The worse it gets, the better

Lenin
He even looks like El Monje

Writing around the time of the Russian hyperinflation (1919), Lenin had this to say…

Hundreds of thousands of ruble notes are being issued daily by our treasury. This is done, not in order to fill the coffers of the State with practically worthless paper, but with the deliberate intention of destroying the value of money as a means of payment. There is no justification for the existence of money in the Bolshevik state, where the necessities of life shall be paid for by work alone.

Experience has taught us it is impossible to root out the evils of capitalism merely by confiscation and expropriation, for however ruthlessly such measures may be applied, astute speculators and obstinate survivors of the capitalist classes will always manage to evade them and continue to corrupt the life of the community. The simplest way to exterminate the very spirit of capitalism is therefore to flood the country with notes of a high face-value without financial guarantees of any sort.

It’s hard not to go back to this kind of reasoning as we see Nelson Merentes shoved out of the largely-ceremonial-but-symbolically-loaded post of Veep for the Economy in favor of Rafael Ramirez, a paid-up-member of the looney squad.

To be clear, the specific mechanism at play in Venezuela is different from the one Lenin chose. Rather than hyper-inflation, the type of monetary insanity the radical wing of bolivarianismo has settled on is an aggressively distorted foreign exchange market that utterly destroys the competitiveness of Venezuelan private enterprise vis-à-vis the state sector, which is increasingly the only one with access to cut-rate forex.

Giordani’s message to the private sector is simple: “from now on, I’ll import at Bs.6.30 per dollar, you’ll import at Bs.40…let’s compete!”

The dynamics that result are different from what Russia experienced, but the overall shape of the reasoning isn’t miles apart:

A seven-fold gap between the official and the black market dollar rate is provoked, as the private sector is cut-off from access to foreign exchange. This is done not in order to anchor inflation or prevent capital flight, but with the deliberate intention of destroying the ability of private entrepreneurs to operate their businesses at a profit. There is no justification for the existence of a working forex system in the Bolivarian state, where the necessities of life shall be imported by the government alone.

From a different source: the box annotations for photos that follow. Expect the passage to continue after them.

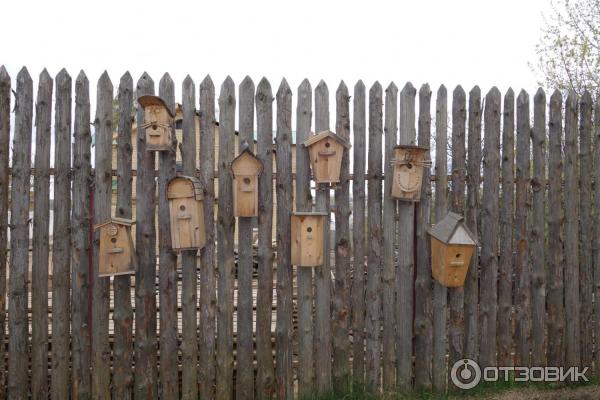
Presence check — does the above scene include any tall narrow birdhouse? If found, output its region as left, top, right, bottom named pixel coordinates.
left=304, top=131, right=350, bottom=183
left=94, top=218, right=136, bottom=276
left=392, top=146, right=431, bottom=201
left=138, top=95, right=175, bottom=151
left=292, top=212, right=327, bottom=267
left=167, top=176, right=206, bottom=251
left=428, top=212, right=477, bottom=287
left=231, top=148, right=263, bottom=217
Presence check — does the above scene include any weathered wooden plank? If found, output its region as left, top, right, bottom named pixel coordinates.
left=352, top=81, right=367, bottom=384
left=275, top=79, right=294, bottom=400
left=515, top=90, right=531, bottom=366
left=198, top=75, right=217, bottom=400
left=256, top=78, right=275, bottom=399
left=478, top=87, right=501, bottom=366
left=580, top=90, right=594, bottom=367
left=112, top=72, right=135, bottom=400
left=296, top=79, right=314, bottom=398
left=216, top=77, right=234, bottom=400
left=496, top=88, right=516, bottom=366
left=8, top=67, right=33, bottom=399
left=31, top=69, right=53, bottom=399
left=314, top=81, right=331, bottom=393
left=91, top=71, right=112, bottom=399
left=382, top=82, right=398, bottom=392
left=235, top=76, right=254, bottom=400
left=415, top=84, right=433, bottom=389
left=529, top=88, right=548, bottom=366
left=134, top=72, right=158, bottom=399
left=431, top=85, right=448, bottom=393
left=396, top=82, right=416, bottom=390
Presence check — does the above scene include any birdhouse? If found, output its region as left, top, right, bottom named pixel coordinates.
left=231, top=148, right=263, bottom=217
left=167, top=176, right=206, bottom=251
left=292, top=212, right=327, bottom=267
left=392, top=146, right=431, bottom=201
left=428, top=212, right=477, bottom=287
left=138, top=96, right=175, bottom=151
left=94, top=218, right=137, bottom=276
left=304, top=131, right=350, bottom=183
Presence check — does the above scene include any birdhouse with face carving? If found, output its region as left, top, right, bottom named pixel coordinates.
left=167, top=176, right=205, bottom=251
left=138, top=95, right=175, bottom=151
left=292, top=212, right=327, bottom=267
left=392, top=146, right=431, bottom=202
left=94, top=218, right=136, bottom=276
left=304, top=131, right=350, bottom=183
left=428, top=212, right=477, bottom=287
left=231, top=148, right=263, bottom=217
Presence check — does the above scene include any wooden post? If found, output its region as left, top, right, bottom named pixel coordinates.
left=415, top=84, right=433, bottom=390
left=112, top=72, right=133, bottom=400
left=478, top=87, right=501, bottom=366
left=296, top=79, right=314, bottom=398
left=31, top=68, right=52, bottom=399
left=276, top=79, right=294, bottom=400
left=497, top=88, right=516, bottom=366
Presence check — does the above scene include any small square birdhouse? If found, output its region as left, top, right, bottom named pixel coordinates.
left=167, top=176, right=206, bottom=251
left=138, top=95, right=175, bottom=151
left=392, top=145, right=431, bottom=201
left=292, top=212, right=327, bottom=267
left=428, top=212, right=477, bottom=287
left=94, top=218, right=137, bottom=276
left=304, top=131, right=350, bottom=183
left=231, top=147, right=263, bottom=217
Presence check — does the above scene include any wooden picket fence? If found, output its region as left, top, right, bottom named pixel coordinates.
left=0, top=67, right=600, bottom=399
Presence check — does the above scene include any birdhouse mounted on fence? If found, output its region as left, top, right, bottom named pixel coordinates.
left=304, top=131, right=350, bottom=183
left=94, top=218, right=136, bottom=276
left=167, top=176, right=206, bottom=251
left=392, top=145, right=431, bottom=201
left=231, top=147, right=263, bottom=217
left=292, top=212, right=327, bottom=267
left=428, top=212, right=477, bottom=287
left=138, top=95, right=175, bottom=151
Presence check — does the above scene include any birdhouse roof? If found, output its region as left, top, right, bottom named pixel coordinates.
left=304, top=130, right=351, bottom=149
left=138, top=95, right=175, bottom=118
left=427, top=212, right=477, bottom=245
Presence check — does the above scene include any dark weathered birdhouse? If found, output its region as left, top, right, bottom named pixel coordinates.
left=231, top=148, right=263, bottom=217
left=167, top=176, right=206, bottom=251
left=428, top=212, right=477, bottom=287
left=392, top=146, right=431, bottom=201
left=94, top=218, right=137, bottom=276
left=292, top=212, right=327, bottom=267
left=138, top=95, right=175, bottom=151
left=304, top=131, right=350, bottom=183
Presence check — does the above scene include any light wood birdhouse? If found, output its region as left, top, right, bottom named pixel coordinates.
left=304, top=131, right=350, bottom=183
left=428, top=212, right=477, bottom=287
left=167, top=176, right=206, bottom=251
left=94, top=218, right=137, bottom=276
left=292, top=212, right=327, bottom=267
left=138, top=95, right=175, bottom=151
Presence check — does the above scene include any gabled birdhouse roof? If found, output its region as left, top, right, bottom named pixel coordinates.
left=304, top=130, right=351, bottom=149
left=427, top=212, right=477, bottom=244
left=138, top=95, right=175, bottom=118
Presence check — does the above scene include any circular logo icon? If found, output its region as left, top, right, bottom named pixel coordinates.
left=450, top=358, right=481, bottom=390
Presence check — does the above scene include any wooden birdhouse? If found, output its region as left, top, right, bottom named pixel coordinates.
left=138, top=95, right=175, bottom=151
left=94, top=218, right=137, bottom=276
left=167, top=176, right=206, bottom=251
left=292, top=212, right=327, bottom=267
left=231, top=148, right=263, bottom=217
left=304, top=131, right=350, bottom=183
left=428, top=212, right=477, bottom=287
left=392, top=146, right=431, bottom=201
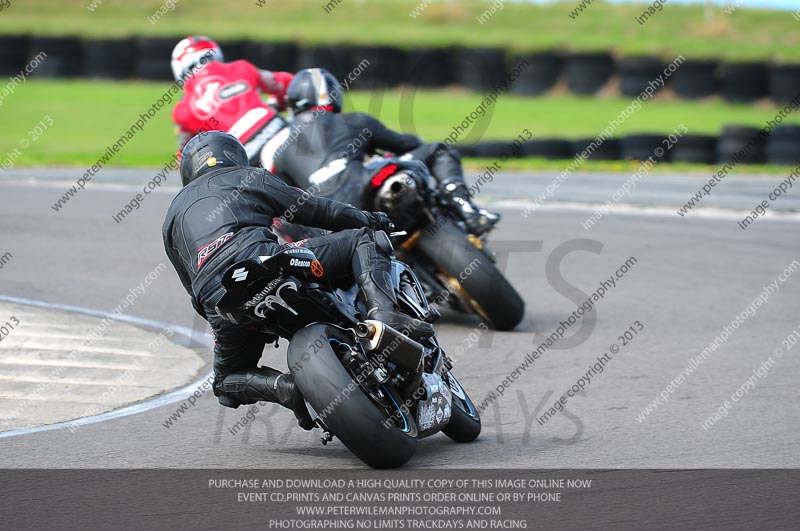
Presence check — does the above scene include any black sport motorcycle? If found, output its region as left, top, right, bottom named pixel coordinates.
left=273, top=157, right=525, bottom=330
left=212, top=238, right=481, bottom=468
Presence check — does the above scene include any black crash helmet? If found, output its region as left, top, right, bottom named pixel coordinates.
left=286, top=68, right=342, bottom=114
left=181, top=131, right=250, bottom=186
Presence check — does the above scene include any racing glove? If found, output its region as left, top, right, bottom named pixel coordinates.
left=364, top=210, right=394, bottom=232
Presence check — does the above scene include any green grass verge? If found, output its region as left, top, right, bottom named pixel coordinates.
left=0, top=80, right=800, bottom=174
left=0, top=0, right=800, bottom=61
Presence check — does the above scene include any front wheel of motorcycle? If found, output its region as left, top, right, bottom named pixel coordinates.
left=419, top=218, right=525, bottom=330
left=287, top=324, right=418, bottom=468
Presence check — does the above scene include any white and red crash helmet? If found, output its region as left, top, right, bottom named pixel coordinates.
left=170, top=36, right=225, bottom=81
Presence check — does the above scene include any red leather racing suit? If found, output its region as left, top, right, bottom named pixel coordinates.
left=172, top=61, right=293, bottom=164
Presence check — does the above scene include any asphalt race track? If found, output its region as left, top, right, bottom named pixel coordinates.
left=0, top=173, right=800, bottom=469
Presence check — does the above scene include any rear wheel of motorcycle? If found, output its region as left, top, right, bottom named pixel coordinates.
left=419, top=221, right=525, bottom=330
left=442, top=373, right=481, bottom=443
left=287, top=324, right=417, bottom=468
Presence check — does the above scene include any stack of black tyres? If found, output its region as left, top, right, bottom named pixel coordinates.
left=617, top=57, right=664, bottom=96
left=26, top=37, right=84, bottom=77
left=350, top=46, right=407, bottom=90
left=219, top=40, right=248, bottom=62
left=769, top=64, right=800, bottom=103
left=136, top=37, right=181, bottom=81
left=456, top=48, right=506, bottom=93
left=510, top=52, right=564, bottom=96
left=245, top=42, right=299, bottom=72
left=566, top=52, right=614, bottom=96
left=472, top=141, right=520, bottom=159
left=767, top=125, right=800, bottom=166
left=720, top=61, right=768, bottom=103
left=404, top=48, right=457, bottom=87
left=670, top=59, right=719, bottom=99
left=521, top=138, right=575, bottom=160
left=297, top=45, right=351, bottom=79
left=83, top=39, right=136, bottom=79
left=620, top=134, right=671, bottom=162
left=669, top=134, right=717, bottom=164
left=717, top=125, right=767, bottom=164
left=0, top=35, right=29, bottom=76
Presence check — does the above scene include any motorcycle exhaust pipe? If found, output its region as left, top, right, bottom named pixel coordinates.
left=356, top=319, right=425, bottom=372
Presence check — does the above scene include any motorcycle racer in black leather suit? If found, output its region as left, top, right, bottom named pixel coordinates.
left=262, top=68, right=500, bottom=235
left=162, top=131, right=433, bottom=429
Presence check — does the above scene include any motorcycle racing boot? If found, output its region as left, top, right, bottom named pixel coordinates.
left=214, top=367, right=314, bottom=430
left=356, top=270, right=434, bottom=340
left=441, top=179, right=500, bottom=236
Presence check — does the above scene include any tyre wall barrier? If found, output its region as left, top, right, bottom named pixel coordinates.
left=0, top=35, right=800, bottom=103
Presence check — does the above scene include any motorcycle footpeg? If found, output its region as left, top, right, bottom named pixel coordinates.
left=319, top=428, right=333, bottom=446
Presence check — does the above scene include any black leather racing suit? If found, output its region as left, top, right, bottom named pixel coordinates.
left=271, top=110, right=466, bottom=205
left=163, top=167, right=389, bottom=405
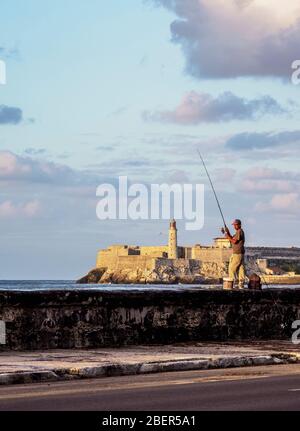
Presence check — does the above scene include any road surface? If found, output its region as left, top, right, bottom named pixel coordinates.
left=0, top=365, right=300, bottom=411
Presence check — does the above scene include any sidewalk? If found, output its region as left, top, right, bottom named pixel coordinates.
left=0, top=341, right=300, bottom=385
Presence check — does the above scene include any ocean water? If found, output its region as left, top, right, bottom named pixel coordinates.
left=0, top=280, right=221, bottom=291
left=0, top=280, right=300, bottom=291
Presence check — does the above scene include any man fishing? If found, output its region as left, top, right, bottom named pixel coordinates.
left=222, top=219, right=245, bottom=289
left=197, top=150, right=245, bottom=289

Experience has taught us it is impossible to root out the evils of capitalism merely by confiscation and expropriation, for however ruthlessly such measures may be applied, astute speculators and obstinate survivors of the capitalist classes will always manage to evade them and continue to corrupt the life of the community. The simplest way to exterminate the very spirit of capitalism is therefore to establish a state monopoly on the use of foreign exchange, destroying the ability of the private sector to operate at a profit.

As L.V. Leon writes in ProDaVinci, there isn’t really anyone left, inside or outside of government, who fails to see the devastating effects on prices and goods-availability of the current policy mix. So when we see the wing that’s dead-set on ‘heightening the contradictions’ empowered to the detriment of the pragmatists, there’s just one conclusion left: la vaina es a propósito.